I hope that the Minister has brushed up on the geography of our region and where the north-east covers—the Government sometimes struggle with that. I will not repeat what the Minister has said, but other examples make interesting reading in Hansard. I am sure that the Minister will want to talk in her response about the recent good news of Nissan’s success. Nissan is in my constituency, and I am personally very happy about its fantastic success. The announcement was a great vote of confidence in the local work force in particular, as well as a reflection of all the hard work and sustained relationship-building with Nissan by Sunderland council over the past couple of decades.
A few other welcome gems of news in my constituency include the recent announcements by Calsonic Kansei and Rayovac. However, all those new jobs and pockets of investment in the north-east are not enough to mitigate the effects on tens of thousands of people of losing their jobs in the public sector and elsewhere in the private sector, or the reality of long-term youth unemployment in my constituency, which is up by 188%.

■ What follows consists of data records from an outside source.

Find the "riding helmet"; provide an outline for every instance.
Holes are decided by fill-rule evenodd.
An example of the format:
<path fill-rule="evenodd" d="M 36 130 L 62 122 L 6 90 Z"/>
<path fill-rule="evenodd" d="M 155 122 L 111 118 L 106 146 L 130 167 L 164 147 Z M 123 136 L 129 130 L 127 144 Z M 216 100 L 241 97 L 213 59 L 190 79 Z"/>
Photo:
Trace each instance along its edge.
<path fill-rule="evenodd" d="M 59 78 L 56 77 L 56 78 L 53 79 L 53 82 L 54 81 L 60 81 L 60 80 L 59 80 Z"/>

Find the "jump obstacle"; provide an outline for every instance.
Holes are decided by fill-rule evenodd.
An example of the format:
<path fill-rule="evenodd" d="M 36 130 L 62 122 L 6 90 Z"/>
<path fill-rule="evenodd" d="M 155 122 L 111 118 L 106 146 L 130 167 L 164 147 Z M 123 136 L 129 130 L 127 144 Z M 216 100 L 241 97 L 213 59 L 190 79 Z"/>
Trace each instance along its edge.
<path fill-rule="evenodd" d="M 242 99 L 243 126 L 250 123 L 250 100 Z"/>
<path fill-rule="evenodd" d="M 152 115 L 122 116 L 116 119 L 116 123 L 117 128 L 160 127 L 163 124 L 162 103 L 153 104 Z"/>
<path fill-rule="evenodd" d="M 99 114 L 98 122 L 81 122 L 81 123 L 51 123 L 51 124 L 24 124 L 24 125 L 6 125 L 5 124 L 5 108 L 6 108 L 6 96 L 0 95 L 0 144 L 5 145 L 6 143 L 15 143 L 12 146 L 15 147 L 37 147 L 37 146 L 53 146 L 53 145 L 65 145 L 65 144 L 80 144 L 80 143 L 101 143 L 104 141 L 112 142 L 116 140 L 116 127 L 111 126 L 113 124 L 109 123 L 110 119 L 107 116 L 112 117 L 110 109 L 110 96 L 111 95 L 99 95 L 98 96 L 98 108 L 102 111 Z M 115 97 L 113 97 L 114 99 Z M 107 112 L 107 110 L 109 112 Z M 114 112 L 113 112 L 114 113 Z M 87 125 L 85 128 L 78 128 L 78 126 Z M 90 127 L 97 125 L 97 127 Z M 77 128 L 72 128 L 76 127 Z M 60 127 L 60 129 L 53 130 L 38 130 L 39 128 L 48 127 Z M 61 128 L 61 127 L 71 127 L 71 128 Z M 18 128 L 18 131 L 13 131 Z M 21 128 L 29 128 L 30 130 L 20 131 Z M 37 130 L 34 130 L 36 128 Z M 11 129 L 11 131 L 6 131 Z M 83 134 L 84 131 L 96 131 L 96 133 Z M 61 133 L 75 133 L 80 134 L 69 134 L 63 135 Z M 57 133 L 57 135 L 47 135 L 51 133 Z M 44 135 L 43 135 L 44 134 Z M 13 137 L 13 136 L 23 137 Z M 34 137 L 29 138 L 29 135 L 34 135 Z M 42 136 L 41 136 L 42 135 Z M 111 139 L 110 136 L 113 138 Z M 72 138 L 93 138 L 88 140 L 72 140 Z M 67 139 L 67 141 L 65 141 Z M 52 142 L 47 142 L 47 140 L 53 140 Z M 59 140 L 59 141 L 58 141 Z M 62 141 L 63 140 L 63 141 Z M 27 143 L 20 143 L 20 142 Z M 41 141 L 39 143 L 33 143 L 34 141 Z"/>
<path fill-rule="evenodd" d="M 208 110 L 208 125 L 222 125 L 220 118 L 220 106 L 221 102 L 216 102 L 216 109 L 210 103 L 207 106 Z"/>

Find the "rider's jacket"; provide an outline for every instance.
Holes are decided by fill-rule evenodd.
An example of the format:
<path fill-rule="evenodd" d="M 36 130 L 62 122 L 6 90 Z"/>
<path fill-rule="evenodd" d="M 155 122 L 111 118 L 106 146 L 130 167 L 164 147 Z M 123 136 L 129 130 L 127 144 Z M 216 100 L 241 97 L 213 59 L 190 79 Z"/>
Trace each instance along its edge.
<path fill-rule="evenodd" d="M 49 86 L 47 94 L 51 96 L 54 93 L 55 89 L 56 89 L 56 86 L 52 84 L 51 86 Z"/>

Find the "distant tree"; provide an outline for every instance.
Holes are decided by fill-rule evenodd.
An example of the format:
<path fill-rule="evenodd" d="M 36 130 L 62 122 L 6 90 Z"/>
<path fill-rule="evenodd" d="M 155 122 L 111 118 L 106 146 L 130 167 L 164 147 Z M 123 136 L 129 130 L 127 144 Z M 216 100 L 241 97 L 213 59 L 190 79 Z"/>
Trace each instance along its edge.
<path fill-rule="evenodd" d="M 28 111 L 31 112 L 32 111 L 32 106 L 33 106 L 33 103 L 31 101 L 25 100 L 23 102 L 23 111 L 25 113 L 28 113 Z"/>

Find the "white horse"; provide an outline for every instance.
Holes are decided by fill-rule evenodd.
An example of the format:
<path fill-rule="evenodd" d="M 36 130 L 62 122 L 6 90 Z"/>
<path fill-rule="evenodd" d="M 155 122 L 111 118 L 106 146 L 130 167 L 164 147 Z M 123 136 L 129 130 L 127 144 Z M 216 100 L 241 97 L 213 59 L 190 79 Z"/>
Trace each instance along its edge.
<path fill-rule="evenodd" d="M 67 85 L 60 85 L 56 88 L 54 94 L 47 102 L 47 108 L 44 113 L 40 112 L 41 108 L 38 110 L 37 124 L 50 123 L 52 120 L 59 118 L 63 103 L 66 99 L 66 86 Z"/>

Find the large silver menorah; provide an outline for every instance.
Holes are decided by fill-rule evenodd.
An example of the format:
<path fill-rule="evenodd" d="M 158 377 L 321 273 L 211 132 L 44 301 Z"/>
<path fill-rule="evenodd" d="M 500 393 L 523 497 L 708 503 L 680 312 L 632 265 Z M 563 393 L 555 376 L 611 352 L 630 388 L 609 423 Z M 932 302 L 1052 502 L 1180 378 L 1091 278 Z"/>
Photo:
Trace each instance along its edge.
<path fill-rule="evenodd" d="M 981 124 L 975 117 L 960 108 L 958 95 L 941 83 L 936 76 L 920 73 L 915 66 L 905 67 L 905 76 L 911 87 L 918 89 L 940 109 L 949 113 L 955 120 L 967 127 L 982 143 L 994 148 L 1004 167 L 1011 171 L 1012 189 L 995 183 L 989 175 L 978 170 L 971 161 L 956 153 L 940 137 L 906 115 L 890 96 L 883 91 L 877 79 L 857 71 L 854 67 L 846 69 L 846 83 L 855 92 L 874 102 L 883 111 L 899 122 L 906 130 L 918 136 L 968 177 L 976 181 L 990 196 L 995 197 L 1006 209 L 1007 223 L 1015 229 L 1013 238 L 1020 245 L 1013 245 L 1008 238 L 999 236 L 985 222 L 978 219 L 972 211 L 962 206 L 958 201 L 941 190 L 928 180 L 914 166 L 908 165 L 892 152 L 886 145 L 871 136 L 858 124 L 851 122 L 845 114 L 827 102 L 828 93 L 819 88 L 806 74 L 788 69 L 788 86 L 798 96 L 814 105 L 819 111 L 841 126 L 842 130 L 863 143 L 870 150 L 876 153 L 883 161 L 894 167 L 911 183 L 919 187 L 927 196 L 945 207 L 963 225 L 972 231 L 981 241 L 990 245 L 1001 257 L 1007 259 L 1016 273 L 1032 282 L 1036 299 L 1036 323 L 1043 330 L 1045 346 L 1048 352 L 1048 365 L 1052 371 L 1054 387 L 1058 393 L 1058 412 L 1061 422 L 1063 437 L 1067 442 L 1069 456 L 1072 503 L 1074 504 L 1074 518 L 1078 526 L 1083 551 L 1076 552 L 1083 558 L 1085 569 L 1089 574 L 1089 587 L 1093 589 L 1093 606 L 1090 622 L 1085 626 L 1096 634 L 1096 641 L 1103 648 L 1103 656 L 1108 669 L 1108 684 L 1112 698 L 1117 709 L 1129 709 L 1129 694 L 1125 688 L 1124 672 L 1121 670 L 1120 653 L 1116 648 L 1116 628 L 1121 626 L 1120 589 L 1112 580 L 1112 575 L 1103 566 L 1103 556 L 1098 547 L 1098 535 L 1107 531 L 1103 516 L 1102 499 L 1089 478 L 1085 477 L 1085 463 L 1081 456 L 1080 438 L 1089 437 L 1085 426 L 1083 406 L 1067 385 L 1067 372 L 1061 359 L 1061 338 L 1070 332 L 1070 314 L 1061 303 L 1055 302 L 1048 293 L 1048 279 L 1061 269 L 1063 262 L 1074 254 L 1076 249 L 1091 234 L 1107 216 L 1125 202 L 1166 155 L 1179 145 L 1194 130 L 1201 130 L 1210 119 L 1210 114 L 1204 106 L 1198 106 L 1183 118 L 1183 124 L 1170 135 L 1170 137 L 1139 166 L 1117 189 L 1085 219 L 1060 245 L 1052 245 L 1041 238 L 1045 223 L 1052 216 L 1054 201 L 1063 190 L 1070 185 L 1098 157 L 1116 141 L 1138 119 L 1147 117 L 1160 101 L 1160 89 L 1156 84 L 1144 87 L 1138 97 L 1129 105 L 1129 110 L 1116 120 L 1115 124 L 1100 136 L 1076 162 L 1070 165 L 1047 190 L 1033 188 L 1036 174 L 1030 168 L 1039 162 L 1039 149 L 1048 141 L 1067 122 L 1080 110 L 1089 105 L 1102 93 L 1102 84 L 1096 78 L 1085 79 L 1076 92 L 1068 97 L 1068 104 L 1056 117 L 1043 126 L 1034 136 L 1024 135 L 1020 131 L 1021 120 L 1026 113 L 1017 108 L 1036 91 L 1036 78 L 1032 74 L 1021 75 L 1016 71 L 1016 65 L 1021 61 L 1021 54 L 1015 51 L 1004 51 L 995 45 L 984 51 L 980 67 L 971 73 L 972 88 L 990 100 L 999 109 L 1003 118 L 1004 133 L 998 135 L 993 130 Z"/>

I want to focus my remarks on household budgets and family finances. At the start of this month, an estimated 1,400 households in my constituency were no longer eligible for child tax credits worth £545 a year. A further 355 households will lose their working tax credits, worth £3,870 a year, unless they find a way to increase their working hours by at least eight hours. Throughout the north-east, such changes will affect just short of 50,000 households—so that is 50,000 households having their budgets squeezed, spending less in local shops, pubs, restaurants and other businesses and with less money to have days out, if any, at local attractions. The Institute for Fiscal Studies estimates that families with children will, on average, be £511 a year worse off, and that includes the token amount given back to them by increasing their personal allowances. Some parents may find, therefore, that they are better off not in work than taking up work if it does not make financial sense. What is the sense in policies that push people out of jobs?
We have yet to see the full impact of the changes, but no one believes it will be positive—certainly not our pensioners, who have worked hard and saved throughout their working lives to provide a modest pension for themselves in later life. They will be hit by the freezing of age-related allowances, the worst affected being those who retire next year. In total, Treasury figures state that the changes will take more than £3 billion out of pensioners’ pockets—again, £3 billion that will not be spent in local economies such as Sunderland’s. At the other end of the scale, however, those on more than £150,000 a year will get a tax cut; unfortunately, not many of them live in my constituency.
We needed a genuine plan for growth and real help for families; we did not get it. What we got was worse than nothing. We got measures that will deepen the north-south divide and, as usual, the lives of my constituents will suffer at the hands of this out-of-touch Tory-led Government. Has it not always been so?